Half the World Away | страница 87
CHAPTER TWENTY-EIGHT
The restaurant is a big, square room on the corner of the block at street level. There are some tables outside, crowding the pavement, and we sit there. It’s fully dark now and the sky is a lurid indigo. Across the road I can see a man in shirt, trousers and baseball cap handing out leaflets. I ask Bradley what he’s selling.
‘Probably mobile-phone contracts or broadband packages,’ he says.
‘I saw on the map there’s a big software park,’ I say.
‘That’s near where Dawn lives,’ Shona says. ‘It’s huge.’
‘Twenty per cent of the world’s computers are made in Chengdu,’ Bradley tells us.
‘Seriously?’ Tom says.
‘Yep.’
‘Our new masters,’ Tom says.
‘Is spicy food OK?’ Rosemary says. ‘Or we can ask for little spice?’
It would be handy to have some sort of rating system on the menus, sticks of dynamite, maybe, or little bonfires.
We’re at a picnic table with bench seats. Tom and Shona are forced to sit sideways, Tom at my left and Shona to my right, as their legs won’t fit underneath. In the centre of the table is a large hole and below it a Calor-gas canister. We agree to try the standard hotpot menu. Rosemary and Bradley chatter in Chinese and then Bradley orders.
It’s ten at night and the street is still busy. There is a stall opposite us, piled with cherries and lychees and – it takes me a moment to identify them – goldfish in bags. A group of teenagers sit on their scooters, playing with their phones. I watch a couple walking with a toddler. The child holds the string to a shiny gold balloon that bobs above her. She keeps glancing up at it as though she’s afraid it will fly away, or burst.

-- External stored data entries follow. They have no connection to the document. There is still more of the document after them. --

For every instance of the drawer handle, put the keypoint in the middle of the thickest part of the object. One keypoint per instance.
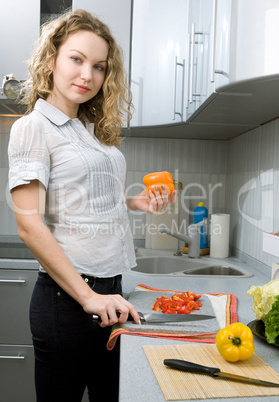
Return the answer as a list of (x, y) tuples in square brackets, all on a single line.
[(13, 357)]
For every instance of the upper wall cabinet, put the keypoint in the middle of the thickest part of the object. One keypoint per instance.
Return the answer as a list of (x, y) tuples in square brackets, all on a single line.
[(208, 45), (19, 28), (158, 61), (254, 39)]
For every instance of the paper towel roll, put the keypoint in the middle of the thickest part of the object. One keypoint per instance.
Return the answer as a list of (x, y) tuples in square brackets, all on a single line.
[(220, 233)]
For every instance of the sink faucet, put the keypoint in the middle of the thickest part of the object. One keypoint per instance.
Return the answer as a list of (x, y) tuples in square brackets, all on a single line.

I’m so tired that I wonder if I could just make my apologies and leave. My back feels as though the vertebrae are fused together. My eyes are gritty. Around us the other diners – all Chinese – talk with raised voices to compete with the traffic and each other.

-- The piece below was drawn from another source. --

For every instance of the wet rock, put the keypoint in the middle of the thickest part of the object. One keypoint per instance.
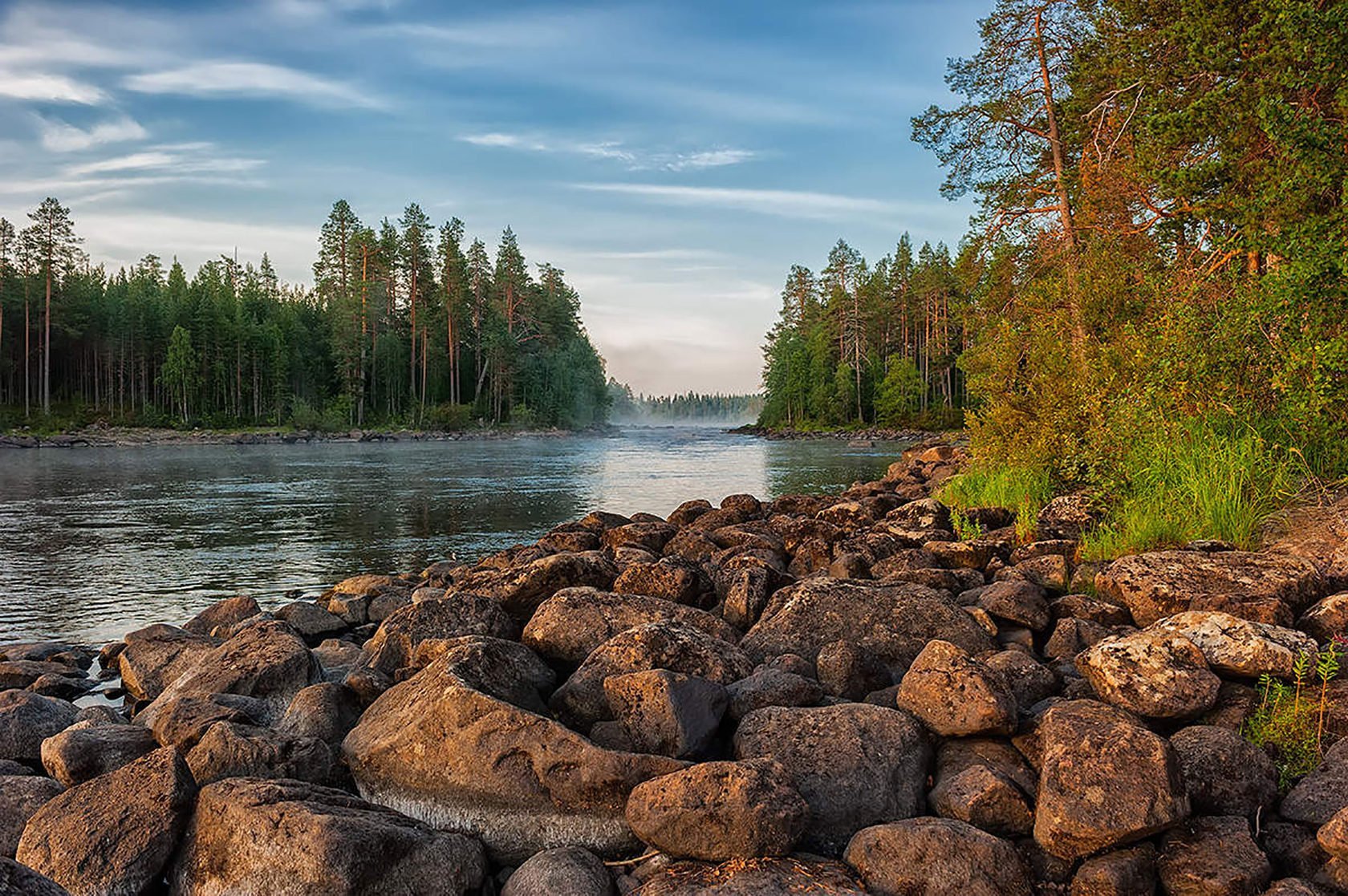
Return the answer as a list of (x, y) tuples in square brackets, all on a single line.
[(21, 797), (247, 834), (1150, 673), (1264, 588), (223, 614), (26, 720), (672, 646), (769, 686), (229, 749), (668, 713), (956, 694), (716, 812), (855, 764), (568, 870), (893, 622), (936, 856), (156, 655), (115, 833), (440, 751), (1104, 780), (1212, 856), (1223, 772), (575, 622), (88, 749), (455, 616)]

We are served small bowls of pale green tea and provided with chopsticks, bowls and spoons in a cellophane pack. There is a plastic box of tissues at either end of the table and small wastebaskets on the floor. I sip the tea. Beer arrives, and I drink some of that.

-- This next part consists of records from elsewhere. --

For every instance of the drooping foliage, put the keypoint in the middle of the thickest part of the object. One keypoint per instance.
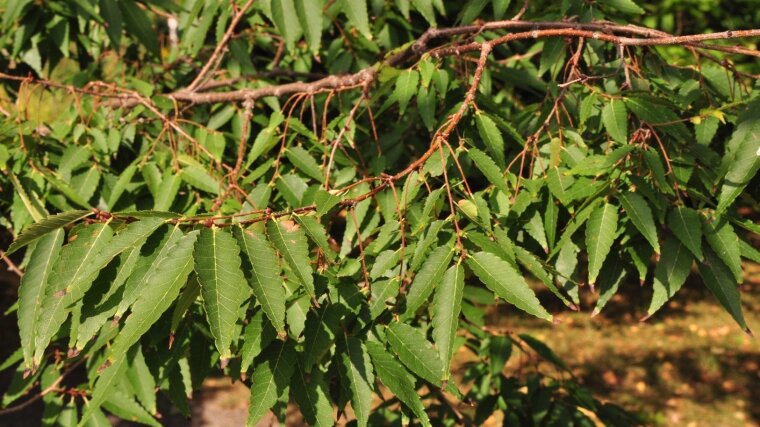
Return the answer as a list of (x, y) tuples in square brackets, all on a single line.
[(324, 199)]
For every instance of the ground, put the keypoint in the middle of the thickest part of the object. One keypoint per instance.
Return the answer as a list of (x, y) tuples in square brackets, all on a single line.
[(689, 365)]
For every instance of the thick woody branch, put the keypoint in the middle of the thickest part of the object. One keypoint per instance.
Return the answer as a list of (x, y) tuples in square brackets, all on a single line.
[(622, 35)]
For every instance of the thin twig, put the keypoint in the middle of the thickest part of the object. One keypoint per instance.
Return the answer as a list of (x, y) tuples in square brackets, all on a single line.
[(216, 55)]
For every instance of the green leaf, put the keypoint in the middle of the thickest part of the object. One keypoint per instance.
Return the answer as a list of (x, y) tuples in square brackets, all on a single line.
[(625, 6), (121, 184), (559, 183), (167, 192), (112, 16), (104, 386), (382, 291), (535, 228), (545, 352), (44, 226), (154, 252), (162, 284), (611, 277), (397, 379), (200, 179), (415, 352), (139, 25), (725, 243), (313, 397), (447, 304), (320, 331), (286, 20), (427, 101), (141, 380), (615, 119), (356, 12), (489, 169), (719, 280), (31, 291), (406, 87), (223, 287), (502, 279), (686, 225), (357, 371), (305, 162), (288, 238), (552, 56), (96, 316), (187, 298), (125, 407), (425, 280), (258, 334), (263, 272), (316, 232), (670, 274), (310, 17), (600, 234), (743, 166), (270, 380), (637, 210), (575, 223), (73, 268), (425, 7), (491, 136), (531, 262)]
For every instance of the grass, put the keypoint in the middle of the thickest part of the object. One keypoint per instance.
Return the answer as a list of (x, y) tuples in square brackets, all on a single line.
[(689, 365)]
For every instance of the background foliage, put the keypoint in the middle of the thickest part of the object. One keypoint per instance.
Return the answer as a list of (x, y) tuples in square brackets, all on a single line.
[(337, 243)]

‘So, your scooter was nicked?’ Tom says to Shona.
‘Yes.’ She pulls a face.
‘Nightmare,’ Rosemary says.
‘Does it happen a lot?’ Tom says.
‘Yes,’ Shona says.
‘I wish someone would steal mine,’ Bradley jokes. ‘I fancy a new one. But there’s a garage at my place,’ he explains, ‘in the basement with a security guy. No one is going to mess with him.’